Roosevelt Freedom from Fear Award. In 2012, Mr. Stevenson received the American Psychiatric Association Human Rights Award, the Birmingham Civil Rights Institute Fred L. Shuttlesworth Award, and the Smithsonian Magazine American Ingenuity Award in Social Progress. Mr. Stevenson was inducted into the American Academy of Arts and Science in 2014 and won the Lannan Cultural Freedom Prize. In 2015, he was named to the Time 100 list recognizing the world's most influential people. In 2016, he received the American Bar Association's Thurgood Marshall Award. He was named in Fortune's 2016 and 2017 World's Greatest Leaders list. He received the Martin Luther King Jr. Nonviolent Peace Prize from the King Center in Atlanta in 2018.
His book, Just Mercy, is a critically acclaimed New York Times bestseller that was named by Time magazine as one of the 10 Best Books of Nonfiction for 2014. Just Mercy has also been awarded several honors, including the American Library Association's Carnegie Medal for best nonfiction book of 2015 and a 2015 NAACP Image Award. Just Mercy was adapted as a major motion picture starring Michael B. Jordan, Jamie Foxx, Rob Morgan, Tim Blake Nelson, Rafe Spall and Brie Larson. Stevenson is a graduate of the Harvard Law School and the Harvard School of Government.

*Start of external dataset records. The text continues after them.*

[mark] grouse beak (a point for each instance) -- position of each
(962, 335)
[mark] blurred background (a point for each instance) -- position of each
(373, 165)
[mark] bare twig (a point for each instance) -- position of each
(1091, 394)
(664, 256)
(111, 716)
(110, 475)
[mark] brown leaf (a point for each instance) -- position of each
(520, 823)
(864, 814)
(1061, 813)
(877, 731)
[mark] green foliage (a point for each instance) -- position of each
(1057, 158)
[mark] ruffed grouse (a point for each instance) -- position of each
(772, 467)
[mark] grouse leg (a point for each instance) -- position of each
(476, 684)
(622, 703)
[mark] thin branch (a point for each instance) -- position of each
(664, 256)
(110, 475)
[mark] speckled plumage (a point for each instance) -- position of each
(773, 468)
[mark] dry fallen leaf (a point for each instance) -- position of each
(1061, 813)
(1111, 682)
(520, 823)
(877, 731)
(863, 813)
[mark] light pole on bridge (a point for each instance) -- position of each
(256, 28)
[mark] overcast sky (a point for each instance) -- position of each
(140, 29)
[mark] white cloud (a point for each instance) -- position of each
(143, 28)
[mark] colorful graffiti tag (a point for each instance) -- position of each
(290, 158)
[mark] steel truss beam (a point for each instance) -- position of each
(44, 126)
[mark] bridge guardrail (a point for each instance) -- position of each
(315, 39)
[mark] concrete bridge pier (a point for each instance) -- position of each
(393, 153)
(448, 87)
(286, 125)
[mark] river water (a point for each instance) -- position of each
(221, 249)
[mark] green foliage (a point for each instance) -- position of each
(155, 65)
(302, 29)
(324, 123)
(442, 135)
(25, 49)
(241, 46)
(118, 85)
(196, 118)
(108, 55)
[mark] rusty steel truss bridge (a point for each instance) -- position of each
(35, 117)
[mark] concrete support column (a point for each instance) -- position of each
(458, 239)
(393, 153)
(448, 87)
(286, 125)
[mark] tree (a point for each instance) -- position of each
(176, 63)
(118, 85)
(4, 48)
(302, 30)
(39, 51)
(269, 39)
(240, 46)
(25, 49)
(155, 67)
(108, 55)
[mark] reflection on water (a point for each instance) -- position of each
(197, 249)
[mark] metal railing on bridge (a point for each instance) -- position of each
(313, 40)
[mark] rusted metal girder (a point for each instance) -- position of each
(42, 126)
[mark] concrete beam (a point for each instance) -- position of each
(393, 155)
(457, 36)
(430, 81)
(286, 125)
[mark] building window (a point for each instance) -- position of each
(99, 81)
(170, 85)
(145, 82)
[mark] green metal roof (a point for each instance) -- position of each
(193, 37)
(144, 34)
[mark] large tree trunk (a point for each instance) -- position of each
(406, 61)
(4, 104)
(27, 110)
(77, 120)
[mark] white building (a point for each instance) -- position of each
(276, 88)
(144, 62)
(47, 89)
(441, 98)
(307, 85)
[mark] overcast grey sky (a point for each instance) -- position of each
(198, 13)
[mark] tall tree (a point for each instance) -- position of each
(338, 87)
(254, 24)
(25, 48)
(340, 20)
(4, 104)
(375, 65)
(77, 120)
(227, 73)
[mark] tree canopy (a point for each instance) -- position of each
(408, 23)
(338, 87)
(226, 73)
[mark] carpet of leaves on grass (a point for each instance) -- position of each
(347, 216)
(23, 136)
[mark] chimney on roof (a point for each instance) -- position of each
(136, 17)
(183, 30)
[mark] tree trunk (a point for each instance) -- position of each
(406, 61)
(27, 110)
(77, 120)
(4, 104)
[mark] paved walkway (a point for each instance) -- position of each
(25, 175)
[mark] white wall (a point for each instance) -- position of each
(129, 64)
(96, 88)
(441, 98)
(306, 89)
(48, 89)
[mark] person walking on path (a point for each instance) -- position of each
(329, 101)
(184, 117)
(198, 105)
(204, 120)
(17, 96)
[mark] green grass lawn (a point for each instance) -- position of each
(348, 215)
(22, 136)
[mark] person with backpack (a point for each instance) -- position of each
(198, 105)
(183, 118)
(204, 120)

This event is sponsored by the Seton Hall University Office of the Provost, the Law School and the University Core Program. A related reading program with an incentivized essay contest for Stevenson's book, Just Mercy, was coordinated by the SHU Reads program for the University's Summer Read program for the most recent class of freshmen (Class of 2025), approximately 1,700 students, and related professors of first year classes. Since 2003, all incoming first-year Seton Hall students have read a common book to introduce them to academic and student life at Seton Hall.
"The University Core is the basic unifying academic experience of all our undergraduate students and an important component of our Mission, which seeks to educate students as servant leaders, engaging the whole person," said Professor Nancy Enright, Director of the Core. "The work of Bryan Stevenson goes to the core of The Core and the Mission of the University. We are incredibly honored to welcome him to Seton Hall."